Le forze israeliane hanno ucciso un palestinese e ne hanno feriti diversi in un campo di rifugiati non lontano da Hebron. Si tratta della morte del sesto palestinese nella West Bank dall’inizio dell’anno. 

Sunset at Nusairat Beach

Le forze armate israeliane hanno ucciso un civile palestinese e ne hanno feriti diversi sparando sulla folla in un campo di rifugiati vicino a Hebron. Si tratta del sesto palestinese ucciso dai militari israeliani dall’inizio del 2013 nella West Bank. Secondo le spiegazioni fornite dall’esercito israeliano, le truppe avrebbero sparato ai palestinesi che lanciavano rocce e oggetti accusando i soldati israeliani di rappresentare una minaccia per le loro vite. Mahmoud Titi, 22 anni, è stato ferito gravemente da un colpo di arma da fuoco ed è deceduto poco dopo in ospedale. Almeno altri otto palestinesi sono stati feriti nelle violenze. Secondo gli attivisti, la vittima sarebbe stato uno studente di giornalismo e comunicazione, e il fondatore di un movimento giovanile che supportava i prigionieri di Hebron. L’incidente è occorso una settimana prima della visita ad Israele del presidente americano Barack Obama, il quale tenterà di avere incontri separati con il primo ministro israeliano Benjamin Netanyahu, e con il presidente palestinese Mahmoud Abbas. Le tensioni nella regione sono esplose dopo la morte del trentenne palestinese Arafat Jaradat, morto a febbraio all’interno dei carceri israeliani forse per le percosse subite.

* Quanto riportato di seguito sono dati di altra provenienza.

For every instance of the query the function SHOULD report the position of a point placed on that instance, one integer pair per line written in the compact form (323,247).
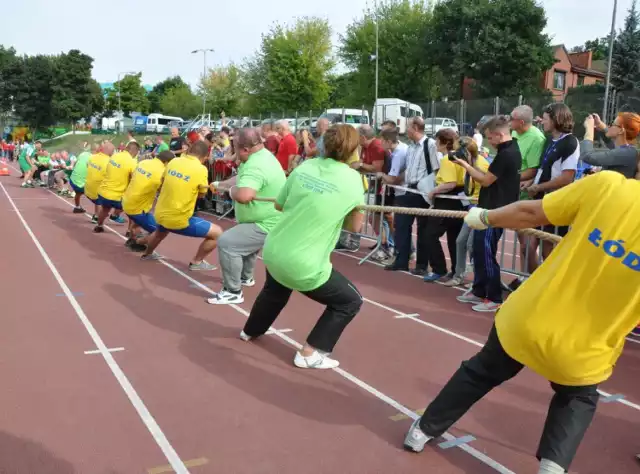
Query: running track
(169,387)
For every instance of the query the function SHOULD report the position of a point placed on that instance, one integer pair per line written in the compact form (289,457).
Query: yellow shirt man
(96,169)
(117,177)
(184,179)
(569,320)
(144,185)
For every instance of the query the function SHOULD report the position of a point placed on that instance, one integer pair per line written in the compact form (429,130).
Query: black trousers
(342,302)
(436,228)
(402,237)
(570,411)
(486,271)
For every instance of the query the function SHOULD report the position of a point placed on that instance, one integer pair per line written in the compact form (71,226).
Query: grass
(73,143)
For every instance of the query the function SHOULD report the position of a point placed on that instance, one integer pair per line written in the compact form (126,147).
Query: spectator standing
(531,142)
(620,138)
(500,187)
(558,167)
(416,169)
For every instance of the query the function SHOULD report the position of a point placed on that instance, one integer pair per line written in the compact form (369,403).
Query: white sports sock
(550,467)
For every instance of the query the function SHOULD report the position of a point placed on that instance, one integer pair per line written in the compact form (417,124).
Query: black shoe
(396,268)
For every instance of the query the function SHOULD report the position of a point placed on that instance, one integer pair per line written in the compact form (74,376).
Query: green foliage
(133,96)
(289,72)
(498,43)
(225,91)
(34,98)
(405,70)
(161,88)
(599,47)
(71,85)
(625,66)
(179,101)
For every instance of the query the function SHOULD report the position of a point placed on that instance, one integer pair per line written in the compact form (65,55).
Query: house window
(559,80)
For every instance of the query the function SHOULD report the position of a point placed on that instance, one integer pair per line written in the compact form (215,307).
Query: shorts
(561,230)
(76,189)
(108,203)
(145,220)
(197,228)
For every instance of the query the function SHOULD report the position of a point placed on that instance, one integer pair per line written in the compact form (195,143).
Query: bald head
(108,148)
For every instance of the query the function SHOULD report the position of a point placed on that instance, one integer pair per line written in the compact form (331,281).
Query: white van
(397,110)
(158,123)
(353,117)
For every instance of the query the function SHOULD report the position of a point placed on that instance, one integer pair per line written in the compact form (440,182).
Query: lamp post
(204,74)
(608,83)
(119,100)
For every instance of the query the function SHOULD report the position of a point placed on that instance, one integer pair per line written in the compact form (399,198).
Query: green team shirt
(263,173)
(531,144)
(317,197)
(79,174)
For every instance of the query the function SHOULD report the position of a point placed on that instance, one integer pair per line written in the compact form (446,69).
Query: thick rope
(414,211)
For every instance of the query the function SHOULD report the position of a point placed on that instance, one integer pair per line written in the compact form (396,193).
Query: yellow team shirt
(144,185)
(117,177)
(96,169)
(184,179)
(483,165)
(569,320)
(449,172)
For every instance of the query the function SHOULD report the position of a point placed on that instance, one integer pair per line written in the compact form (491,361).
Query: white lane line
(352,378)
(146,417)
(115,349)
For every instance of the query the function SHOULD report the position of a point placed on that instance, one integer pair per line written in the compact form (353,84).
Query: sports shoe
(415,440)
(226,297)
(202,267)
(487,307)
(470,298)
(315,361)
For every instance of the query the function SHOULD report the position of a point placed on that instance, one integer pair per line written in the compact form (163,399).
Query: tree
(72,85)
(625,65)
(133,95)
(289,72)
(33,100)
(404,67)
(225,90)
(497,43)
(599,47)
(161,88)
(179,101)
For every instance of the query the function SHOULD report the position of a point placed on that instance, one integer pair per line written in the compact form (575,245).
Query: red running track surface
(219,405)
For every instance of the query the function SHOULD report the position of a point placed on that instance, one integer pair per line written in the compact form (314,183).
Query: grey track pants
(238,250)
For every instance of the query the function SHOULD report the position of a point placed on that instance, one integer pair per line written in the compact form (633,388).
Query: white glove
(477,218)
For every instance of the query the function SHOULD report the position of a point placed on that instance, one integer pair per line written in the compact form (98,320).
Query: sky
(157,37)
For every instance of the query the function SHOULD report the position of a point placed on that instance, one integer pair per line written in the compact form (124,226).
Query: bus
(158,123)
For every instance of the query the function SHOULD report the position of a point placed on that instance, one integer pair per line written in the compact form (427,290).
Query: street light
(204,75)
(608,83)
(119,101)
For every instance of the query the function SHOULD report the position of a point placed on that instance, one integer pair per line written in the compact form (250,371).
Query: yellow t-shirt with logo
(117,177)
(96,169)
(449,172)
(144,185)
(184,179)
(569,320)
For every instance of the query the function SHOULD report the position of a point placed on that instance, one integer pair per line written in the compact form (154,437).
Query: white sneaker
(315,361)
(226,297)
(470,298)
(486,307)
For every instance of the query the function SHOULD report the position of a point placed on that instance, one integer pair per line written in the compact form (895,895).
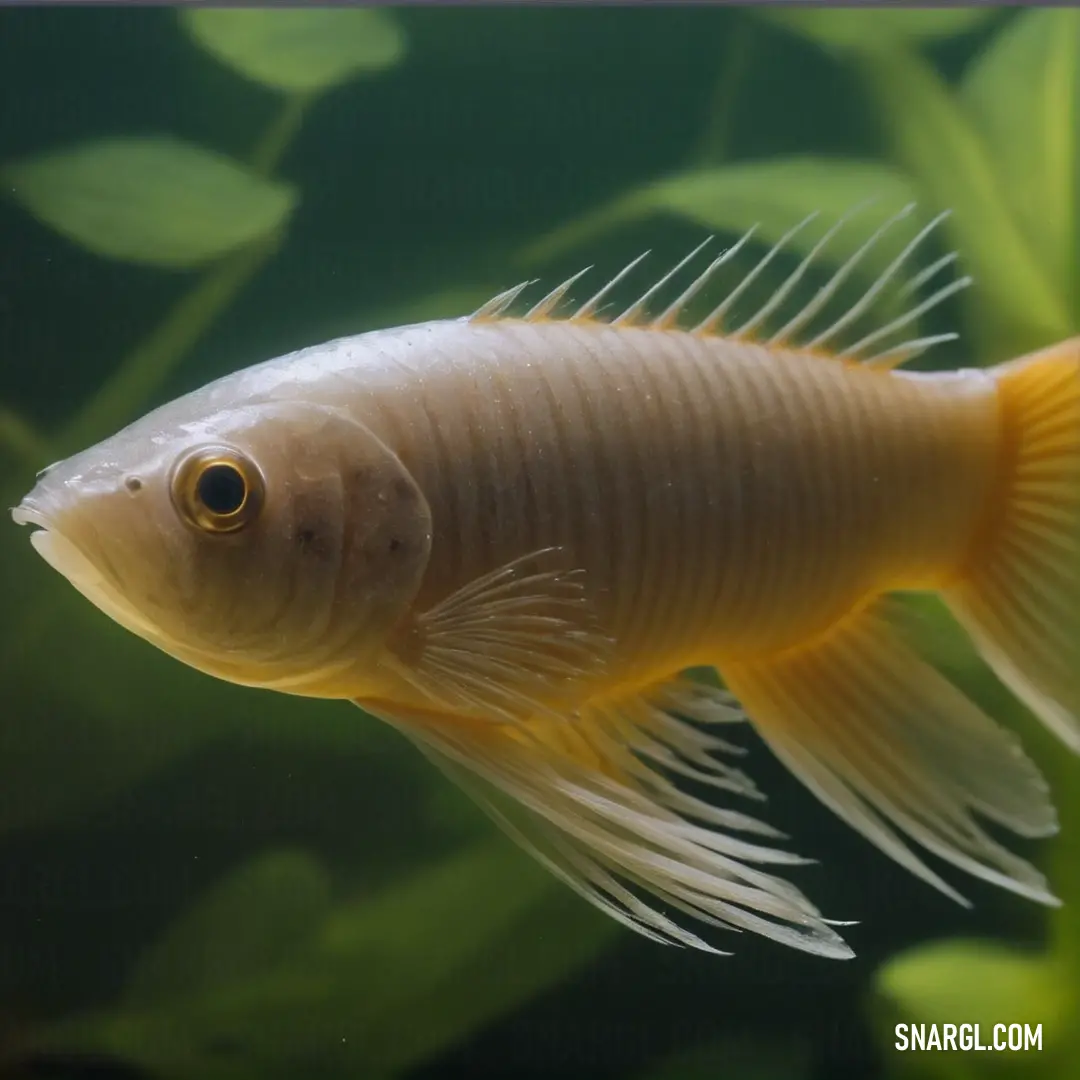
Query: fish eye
(217,489)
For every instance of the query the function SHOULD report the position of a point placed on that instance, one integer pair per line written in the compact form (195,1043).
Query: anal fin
(594,797)
(887,742)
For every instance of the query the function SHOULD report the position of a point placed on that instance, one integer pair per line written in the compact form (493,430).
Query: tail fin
(1020,601)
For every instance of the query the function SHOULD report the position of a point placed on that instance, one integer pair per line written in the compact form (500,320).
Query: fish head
(277,543)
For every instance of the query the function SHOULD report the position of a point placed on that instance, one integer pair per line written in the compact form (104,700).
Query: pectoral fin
(507,644)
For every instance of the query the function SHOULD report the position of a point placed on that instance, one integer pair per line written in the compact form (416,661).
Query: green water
(198,880)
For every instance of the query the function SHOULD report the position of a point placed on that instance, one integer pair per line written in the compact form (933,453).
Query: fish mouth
(57,550)
(71,563)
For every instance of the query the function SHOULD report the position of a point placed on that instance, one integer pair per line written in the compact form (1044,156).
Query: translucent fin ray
(873,347)
(886,741)
(583,799)
(493,648)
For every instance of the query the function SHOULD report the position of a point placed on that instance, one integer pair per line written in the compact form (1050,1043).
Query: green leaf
(864,29)
(153,200)
(1024,94)
(934,139)
(981,983)
(774,194)
(246,925)
(387,983)
(299,50)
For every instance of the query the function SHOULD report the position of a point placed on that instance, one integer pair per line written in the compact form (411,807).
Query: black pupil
(221,489)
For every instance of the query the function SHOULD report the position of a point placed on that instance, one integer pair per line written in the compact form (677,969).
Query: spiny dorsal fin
(872,349)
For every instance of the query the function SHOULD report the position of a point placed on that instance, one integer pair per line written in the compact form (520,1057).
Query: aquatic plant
(265,971)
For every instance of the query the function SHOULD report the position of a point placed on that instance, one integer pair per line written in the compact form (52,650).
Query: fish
(569,552)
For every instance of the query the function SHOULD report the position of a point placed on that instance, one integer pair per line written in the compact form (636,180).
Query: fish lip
(27,513)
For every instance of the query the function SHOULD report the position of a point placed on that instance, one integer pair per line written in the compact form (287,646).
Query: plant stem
(713,146)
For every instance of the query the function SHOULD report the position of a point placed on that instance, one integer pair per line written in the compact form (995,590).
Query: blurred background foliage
(198,880)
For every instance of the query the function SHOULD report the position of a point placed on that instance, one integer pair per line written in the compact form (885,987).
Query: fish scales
(512,537)
(672,468)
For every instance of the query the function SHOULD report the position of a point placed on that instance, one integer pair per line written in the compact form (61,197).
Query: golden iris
(218,489)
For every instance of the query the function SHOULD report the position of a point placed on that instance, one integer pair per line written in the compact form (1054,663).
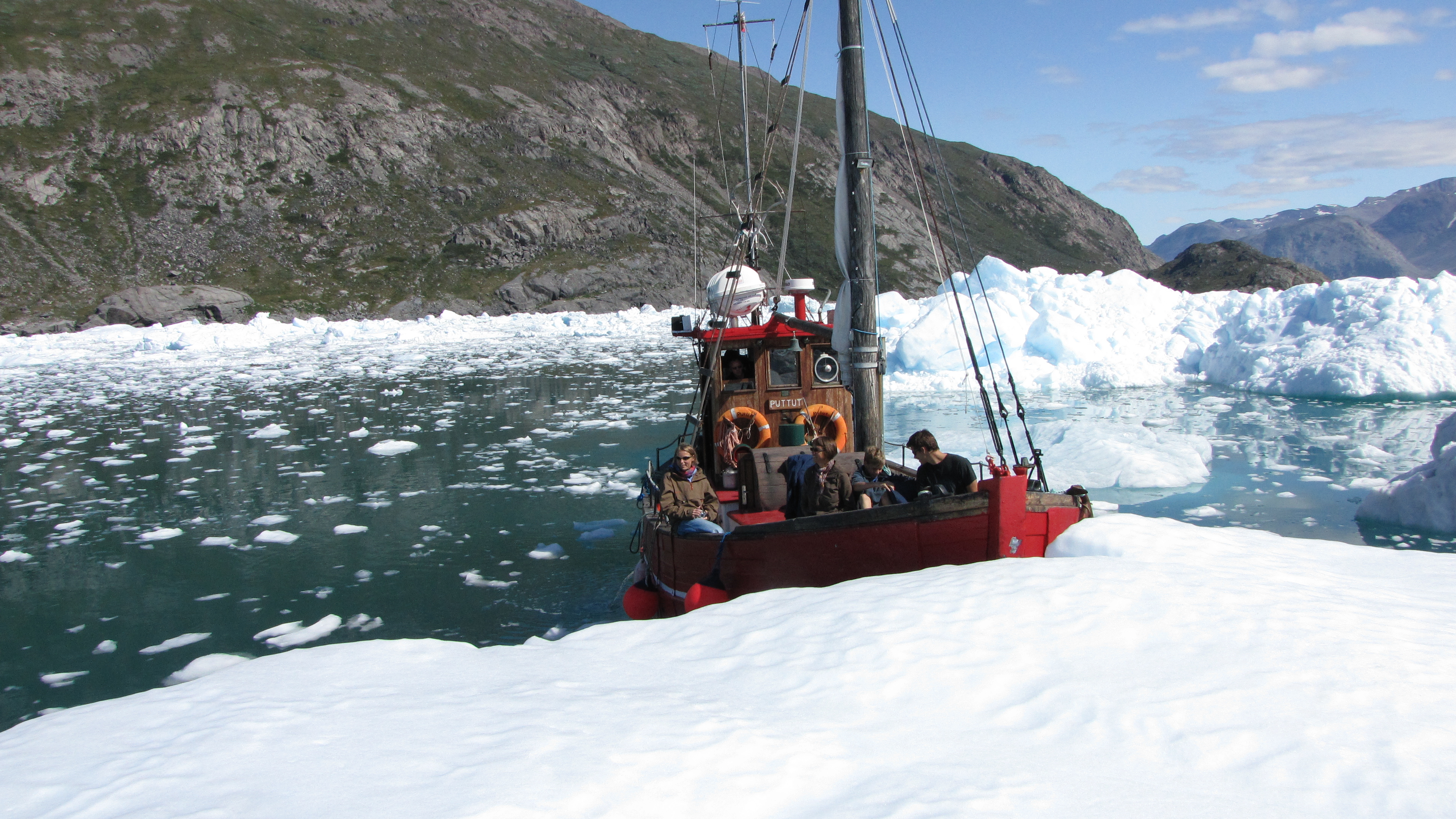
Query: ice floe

Jaradat era stato arrestato per aver lanciato pietre contro le forze di sicurezza israeliane, ed è morto ufficialmente secondo un arresto cardiaco, una versione dei fatti che non ha convinto i palestinesi, secondo cui sarebbe stato brutalmente torturato. Dopo la morte di Jaradat, centinaia di palestinesi sono scesi in piazza nella West Bank per protestare contro il maltrattamento di migliaia di palestinesi da parte di Israele. Ogni anno, circa 700 palestinesi sotto i 30 anni vengono arrestati, interrogati e detenuti da parte di Israele, lo ha rivelato l’Unicef in un rapporto diffuso la scorsa settimana, rimarcando come in alcuni casi il trattamento dei bambini da parte delle autorità israeliane sia “crudele e inumano”.